Smothered Smothered by Autumn Chiklis
My rating: 2 of 5 stars

Lou Hansen is a recent graduate. She was one of the top in her class at Columbia, and she just needs a short break until she finds the right opportunity. So she does what any Millennial/Gen-Z person would do—move back in with Mom and Dad. What Lou experiences during this time is a romp in ridiculousness.

Before you start reading this book, a few tips:

Be in a really good mood before you start this book
Be a person that has never once had to worry about money
Channel your inner Quinn Morgendorffer

If you can't do any of that, please don't choke on your Ramen, because this book will make you experience involuntary eye-rolling every few pages.

The major problem with this story is that in a few ways, I think many people can relate to Lou, but it takes a serious turn after that. She doesn't want to spoil her relationship by telling her parents about Theo and letting them force their judgments onto it. And yes, many of us have a mother who can be overbearing, especially when they think they are right when they give you demands disguised as advice. But never in my life have I met in person someone so shallow and vain as Mama Shell. From the beginning of the book straight through to the end you wonder how a person like Lou could have grown up in a house without woman without turning into a mini-Mama.

Except... after she spends more time at home post grad, you realize that Lou recognizes the symptoms in others, just not in herself. She devalues all of her achievements because her mother, her mother's friends, her peers, and her little sister don't think those are the most important things in life. Instead, Lou should be seeking out a cute doctor to date, losing 5-7 pounds, getting plastic surgery and making herself totes popular on social, obvi. These unnecessary pressures put on Lou have either changed her significantly in a short amount of time, or she never really was the person she presents at the beginning of the story. It wouldn't matter if she graduated third or dead last in her class—a degree from Columbia would have prepared for Lou more than the art of list making.

The other major flaw in this book (if you are picking up an ebook version of it) is that in Lou's story, she includes an awful lot of footnotes that are probably supposed to add to the charm of her wit.

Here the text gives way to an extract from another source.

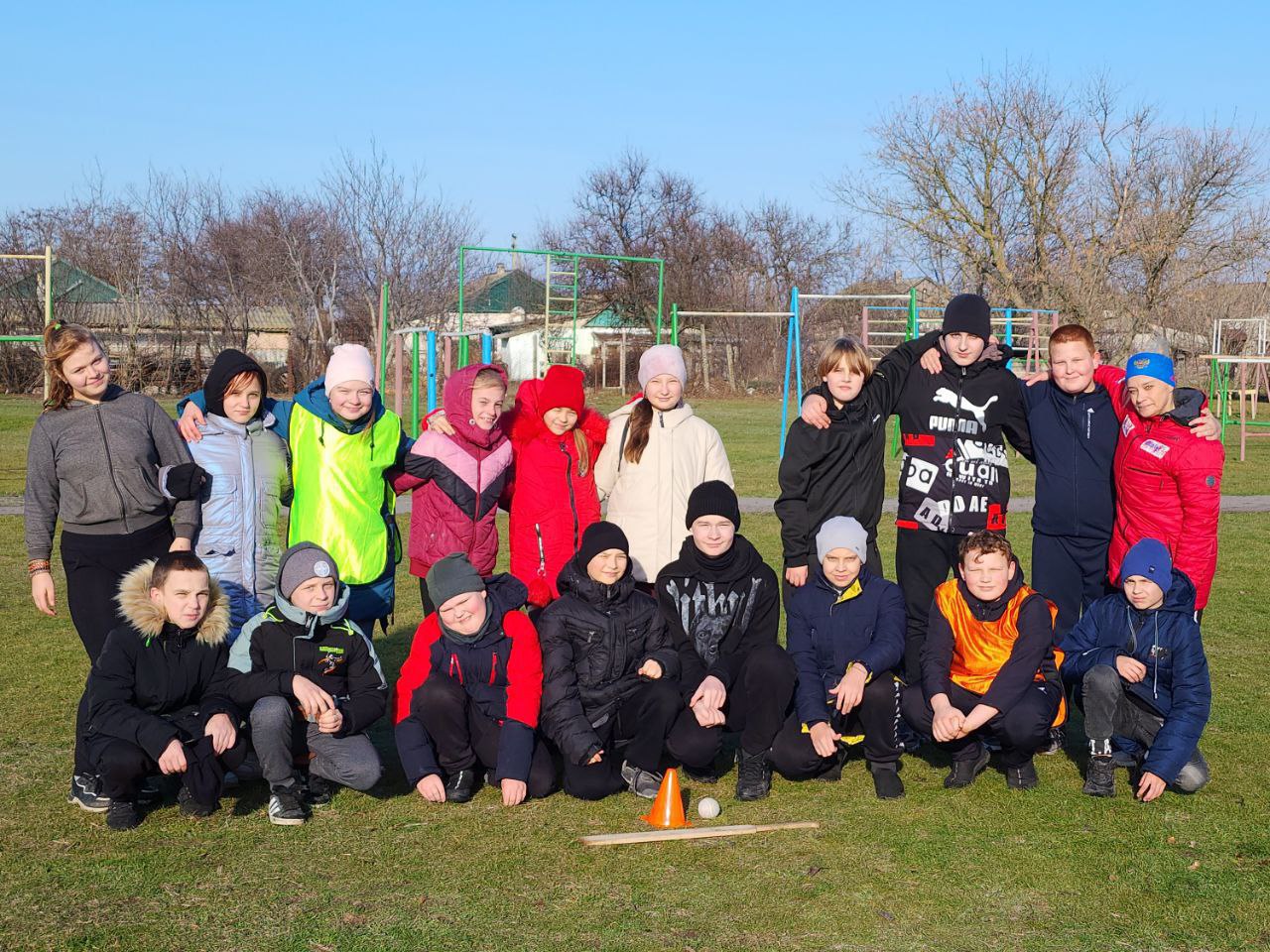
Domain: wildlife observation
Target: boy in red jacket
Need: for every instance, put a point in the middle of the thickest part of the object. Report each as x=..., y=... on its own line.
x=1169, y=481
x=468, y=694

With an ebook, there's no way to easily flip to this section to read them, so by the time you get to them, you've forgotten the context. Who wants to read a page and a half of footnotes that have no meaning?

There are a few positive aspects to this book. First, it is funny. You may snarl at your book while you are reading about the next selfish, vapid thing that Mama Shell has done to Lou, her family, or the world in general, but when things go wrong, it's like reading about a circus. It's got charm that can lull you into a giggle or two before your teeth start showing again.

The book also includes all different kinds of media, from texts and emails to social media posts. Because this is the modern way we all live, it's refreshing to see the actual messages instead of reading the narrator's interpretation of it. With that said, the rest of it is written in a diary format and doesn't give the story much room to move outside of Lou's own head, which may contribute her looking a lot more like her mother than she ever wanted to be.

As a perpetual Ramen-eater and eye-roller myself, I do find this book shallow and anger-inducing, rather than the fun romp it was intended to be. If I would have read this at a much younger age (13-14), I think I would have enjoyed it a lot more since I didn't have a good grasp on the idea that success is bought just as often as it is earned, and that there are people on this earth who just don't give a damn about anyone but themselves.